The private sector response to the low-carbon opportunity would be impressive if it were not so inadequate. Private sector renewables financing was essentially flat at $323 billion in 2018, down from $330 in 2017. Institutional investors and funds are a tiny but growing part of the climate finance equation, but tripled to $9 billion in 2017/18 over 2015/16, mostly targeted at renewable energy, a sign that renewables markets are “increasingly perceived as more mature and less risky,” according to the CPI report. 

Corporations are the biggest private players, accounting for $183 billion, or 56% of private capital flows, up 50% from 2015/16 to 2107/18. Commercials banks on average raised their climate finance investments, particularly for renewable energy, to $73 billion in 2017/2018. Yet over the same period, they financed $178 billion into fossil fuel production, or almost $2.50 for every $1 of renewables financing, according to CPI.

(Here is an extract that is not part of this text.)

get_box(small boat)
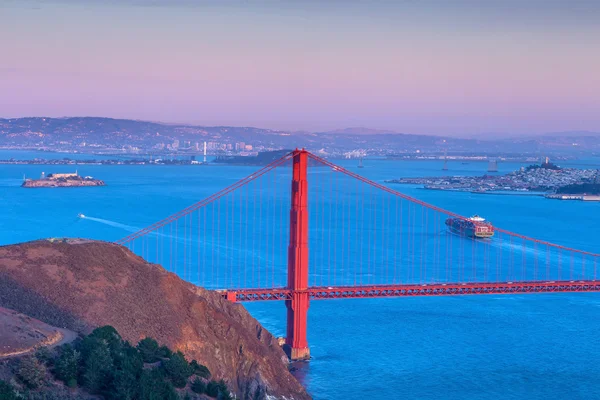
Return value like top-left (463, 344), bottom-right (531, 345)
top-left (78, 213), bottom-right (85, 218)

Among public funders, investments by development finance institutions fell to $94 billion last year, a four-year low, from $171 billion in 2017. Climate Policy Initiative chalks up the decline to a global economic slowdown and domestic policy shifts to reduce debt and tighten financial risk management, especially in East Asia and the Pacific.

The fastest growing sector for private sector investment was low-carbon transportation. Household spending on eco-friendly goods such as electric vehicles and solar panels also surged, to an average of $55 billion in 2017/18.  Consumer electric-vehicle spending quadrupled from $9 billion in 2015 to $41 billion in 2018, driven by Chinese and U.S. households.